From Holden:
The Washington Post, as it has done before, manages to write an entire story about Riggs Bank copping a guilty plea to laundering money for Agusto Pinochet without mentioning the fact that President Wigglebutt’s uncle Johnathan J. Bush is a former Riggs executive, or that Joseph L. Albritton is an old Bush family friend and fundraiser.
Riggs Bank has agreed to plead guilty to a federal criminal charge and pay a $16 million fine to settle an investigation of money laundering at the D.C. bank, according to sources close to the matter.
The bank, which has been controlled by the family of Joe L. Albritton since 1981, has been under intense scrutiny for its handling of international and embassy clients for more than a year. In April, it agreed to pay a $25 million civil penalty as part of an agreement with federal bank regulators stemming from its handling of accounts held by diplomats and officials of the governments of Saudi Arabia and Equatorial Guinea.
[snip]
The guilty plea, which was reported this morning in the Wall Street Journal, is a rare one for a commercial bank. In recent cases of money laundering settlements with the Justice Department, banks have agreed to what is known as a deferred prosecution. That means the bank pays a fine, but does not technically plead guilty — agreeing instead to certain facts that could result in a prosecution during a period of one or more years.

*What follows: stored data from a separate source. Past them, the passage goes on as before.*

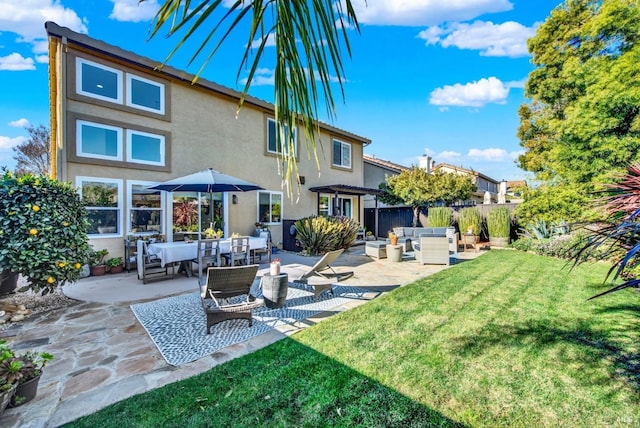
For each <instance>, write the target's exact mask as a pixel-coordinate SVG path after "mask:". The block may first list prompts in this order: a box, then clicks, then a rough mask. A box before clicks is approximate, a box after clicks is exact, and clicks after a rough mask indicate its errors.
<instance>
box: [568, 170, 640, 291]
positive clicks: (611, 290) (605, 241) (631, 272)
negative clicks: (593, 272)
mask: <svg viewBox="0 0 640 428" xmlns="http://www.w3.org/2000/svg"><path fill="white" fill-rule="evenodd" d="M605 189H606V190H605V192H606V196H605V197H603V198H602V199H600V202H601V204H602V208H603V210H604V214H605V220H604V221H603V222H601V223H600V224H597V225H591V226H589V227H588V228H587V230H589V232H590V236H589V238H588V239H587V241H586V243H585V244H583V245H581V247H580V248H578V251H577V252H576V253H575V256H574V258H573V259H574V266H575V265H577V264H579V263H582V262H584V261H585V260H606V261H611V262H612V263H613V265H612V266H611V268H610V269H609V271H608V272H607V275H606V277H605V282H606V281H607V280H608V279H609V278H610V279H611V283H612V284H613V283H615V281H616V280H617V279H618V278H629V279H628V280H626V281H624V282H623V283H622V284H619V285H615V286H614V287H612V288H610V289H609V290H607V291H605V292H603V293H600V294H597V295H595V296H593V297H591V299H594V298H596V297H600V296H603V295H605V294H609V293H612V292H614V291H618V290H622V289H625V288H628V287H638V285H639V284H640V279H638V278H635V277H634V268H635V267H636V266H637V265H638V262H639V259H638V253H639V252H640V164H638V163H635V164H632V165H631V166H629V167H628V168H627V172H626V173H625V174H623V175H622V176H621V177H620V180H619V181H618V182H617V183H615V184H611V185H607V186H606V187H605Z"/></svg>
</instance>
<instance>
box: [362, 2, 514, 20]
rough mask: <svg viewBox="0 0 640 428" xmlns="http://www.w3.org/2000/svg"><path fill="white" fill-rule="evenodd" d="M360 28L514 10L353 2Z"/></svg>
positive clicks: (493, 7)
mask: <svg viewBox="0 0 640 428" xmlns="http://www.w3.org/2000/svg"><path fill="white" fill-rule="evenodd" d="M352 3H353V7H354V9H355V12H356V16H357V17H358V22H359V23H361V24H371V25H403V26H421V25H437V24H439V23H441V22H445V21H466V20H469V19H473V18H475V17H477V16H480V15H483V14H486V13H493V12H504V11H507V10H511V9H513V4H512V3H511V2H510V1H509V0H450V1H443V0H403V1H401V0H375V1H371V0H368V1H367V0H353V1H352Z"/></svg>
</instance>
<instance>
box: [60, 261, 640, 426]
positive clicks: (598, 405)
mask: <svg viewBox="0 0 640 428" xmlns="http://www.w3.org/2000/svg"><path fill="white" fill-rule="evenodd" d="M398 268H399V269H401V268H402V267H401V265H400V266H399V267H398ZM607 268H608V266H606V265H602V264H600V265H583V266H580V267H579V268H577V269H576V270H573V271H570V270H569V269H568V267H566V266H565V262H564V261H561V260H556V259H552V258H547V257H541V256H536V255H532V254H525V253H521V252H516V251H507V250H505V251H498V250H492V251H491V252H489V253H488V254H486V255H483V256H482V257H479V258H477V259H475V260H472V261H467V262H463V263H460V264H459V265H457V266H454V267H452V268H450V269H446V270H444V271H442V272H440V273H438V274H436V275H432V276H430V277H427V278H425V279H423V280H420V281H417V282H415V283H413V284H410V285H407V286H404V287H402V288H398V289H396V290H394V291H393V292H390V293H388V294H386V295H384V296H381V297H380V298H378V299H376V300H374V301H372V302H370V303H367V304H366V305H362V306H360V307H358V308H356V309H353V310H351V311H348V312H344V313H341V314H339V315H336V316H334V317H332V318H330V319H328V320H326V321H323V322H322V323H320V324H318V325H316V326H314V327H312V328H309V329H306V330H304V331H301V332H299V333H297V334H295V335H294V336H292V337H291V338H288V339H285V340H282V341H280V342H278V343H275V344H273V345H271V346H269V347H267V348H265V349H262V350H259V351H257V352H255V353H253V354H250V355H247V356H245V357H243V358H239V359H236V360H233V361H231V362H229V363H226V364H223V365H221V366H218V367H215V368H213V369H212V370H210V371H209V372H207V373H203V374H201V375H199V376H196V377H193V378H191V379H187V380H185V381H182V382H177V383H175V384H171V385H168V386H166V387H164V388H160V389H157V390H154V391H151V392H148V393H145V394H142V395H139V396H136V397H132V398H131V399H128V400H125V401H122V402H120V403H117V404H115V405H112V406H110V407H108V408H106V409H104V410H102V411H100V412H98V413H95V414H93V415H90V416H88V417H85V418H82V419H80V420H78V421H76V422H75V423H74V424H72V426H86V427H105V426H114V427H116V426H117V427H120V426H128V427H131V426H144V427H156V426H162V427H189V426H191V427H200V426H212V427H213V426H215V427H221V426H278V427H280V426H295V427H298V426H311V427H313V426H365V427H368V426H377V427H387V426H402V427H406V426H415V427H424V426H473V427H480V426H487V427H496V426H510V427H514V426H515V427H529V426H536V427H541V426H548V427H558V426H564V427H569V426H570V427H595V426H598V427H601V426H613V427H615V426H640V394H639V388H640V380H639V379H640V377H639V375H640V359H639V357H638V345H639V340H638V339H639V336H640V329H639V328H638V327H639V326H638V316H639V314H640V295H639V294H638V293H637V292H636V291H633V290H625V291H622V292H618V293H614V294H612V295H609V296H605V297H602V298H599V299H596V300H593V301H587V298H588V297H590V296H592V295H594V294H596V293H597V292H598V291H601V290H603V289H604V288H605V286H603V285H602V280H603V278H604V276H605V273H606V270H607Z"/></svg>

The relatively small size of the fine also surprised some observers. AmSouth Bank of Alabama paid a $40 million penalty as part of its deferred prosecution agreement on similar charges last fall.
[snip]
Spokesmen for Riggs and the U.S. Attorney’s Office in Washington declined to comment. But sources said Riggs will plead guilty to one count of failing to file suspicious activity reports, required when banks become aware of potentially criminal activity involving their customers. The failure to file the report is the most basic violation of law in such cases, and the most easy to prove, say lawyers and regulators familiar with such cases.
In July, the Senate Permanent Subcommittee on Investigations detailed Riggs’s longstanding ties to former Chilean dictator Augusto Pinochet. In that inquiry, and subsequent investigations by Riggs’s own staff, the bank was found to have conducted suspicious transactions involving Pinochet, members of his family and other Chilean military officers.
The plea agreement will detail several transactions involving Equatorial Guinea and Pinochet that should have triggered suspicious activity reports.